In 1988 I and my colleagues invented a new test for FT4 and FT3, based on the invention of 1980 but getting rid of the problems at the margins mentioned earlier. Shortly after, I left the field of thyroid testing entirely for 10 years, only returning by accident in 1999.
Thyroid testing in chaos
On returning to the field I found it in chaos. In 1992, a group of American scientists had begun to analyse and dissect the commercial FT4 tests to understand why they were so inconsistent. They began a series of papers in the peer-reviewed important leading journals which lasted until 2009.

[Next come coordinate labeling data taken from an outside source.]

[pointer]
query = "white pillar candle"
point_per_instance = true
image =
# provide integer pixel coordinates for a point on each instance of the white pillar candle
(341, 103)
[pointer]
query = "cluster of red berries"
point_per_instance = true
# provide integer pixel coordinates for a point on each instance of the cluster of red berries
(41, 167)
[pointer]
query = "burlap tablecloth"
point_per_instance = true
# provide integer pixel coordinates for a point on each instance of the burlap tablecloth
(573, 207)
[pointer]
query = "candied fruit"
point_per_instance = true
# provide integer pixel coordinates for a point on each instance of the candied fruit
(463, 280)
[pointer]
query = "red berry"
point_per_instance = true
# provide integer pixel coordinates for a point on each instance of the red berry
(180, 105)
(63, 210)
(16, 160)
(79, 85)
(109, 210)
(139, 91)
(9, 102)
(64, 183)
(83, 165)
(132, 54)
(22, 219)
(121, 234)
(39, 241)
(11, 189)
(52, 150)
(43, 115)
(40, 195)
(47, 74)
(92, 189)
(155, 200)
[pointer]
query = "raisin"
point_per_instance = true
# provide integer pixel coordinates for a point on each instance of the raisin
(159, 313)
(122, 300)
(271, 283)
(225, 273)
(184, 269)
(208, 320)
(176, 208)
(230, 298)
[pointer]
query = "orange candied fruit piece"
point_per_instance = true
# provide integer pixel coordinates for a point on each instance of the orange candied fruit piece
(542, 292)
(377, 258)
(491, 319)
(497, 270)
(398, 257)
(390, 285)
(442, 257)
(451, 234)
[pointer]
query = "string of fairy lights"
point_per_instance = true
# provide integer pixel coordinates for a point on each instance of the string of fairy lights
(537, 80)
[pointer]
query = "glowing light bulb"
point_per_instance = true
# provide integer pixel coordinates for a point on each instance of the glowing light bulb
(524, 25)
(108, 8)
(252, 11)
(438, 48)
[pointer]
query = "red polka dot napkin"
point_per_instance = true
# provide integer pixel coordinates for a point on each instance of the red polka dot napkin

Their findings were on the surface devastating – that is, they alleged that however it came about, all FT4 tests were influenced by the levels of transport proteins in the blood – devastating because this meant that they were subject to the T4 and T3 bound by those transport proteins – and the whole point of doing FT4 and FT3 tests is to be independent of these effects.
As it turned out, the whole of this work was completely invalid and wrongly conceived from beginning to end – a completely meaningless study programme. I and a colleague pointed this out but, especially in America, their findings are accepted and further confuse today’s understanding of the FT4 and FT3 tests. Meanwhile, the cheap, easy to understand, rapid, and eminently automatable TSH test was gaining strength as a catch-all screen.
In 2005 a new group of US workers came on the scene with a specialised technique for measuring FT4 and FT3 which they alleged was superior to the commercial thyroid testing in that it more closely correlated FT4 and TSH.
In 2009 I looked into their work and found it had been done at the wrong temperature – this is important because T4/T3 binding to TBG is very temperature sensitive. On advising them of this, they merely obfuscated and blustered, and though henceforward using the right temperature, did not retract their earlier wrong work but actually included it in papers when they used the right temperature as if the wrong work somehow backed them up – scientific honesty?
Thyroid testing’s triple failure
Now we come to the present day. We have simultaneously in existence licensed, manufactured and used in diagnosis, thyroid testing based on the discredited thyroid hormone uptake test, tests based on sound methodology but including the earlier imperfect tests up to the modern improved ones, and tests offered that are to be run invalidly at room temperature.
This implies a complete failure to regulate by the international regulators whose job it is to ensure the equivalence of results. The composite failure of the manufacturers to produce consistent FT4 and FT3 tests has already been mentioned. The failure of the medical thyroidology fraternity to ensure consistency of the tests they use is an additional factor in the diagnostic chaos that is now present. No wonder TSH only screening has gained credence in such an atmosphere.
There is a triple failure that has led to a diagnostic hiatus that urgently needs correcting. The paradigm of the TSH-FT4 relationship is wrong, especially in treatment. The whole conceptual thinking behind diagnosis thyroidology and the importance of personal diagnosis based on the patient rather than whether the numbers fall in or out of the normal range is fatally flawed. For the moment mechanical thinking has traduced medical diagnosis.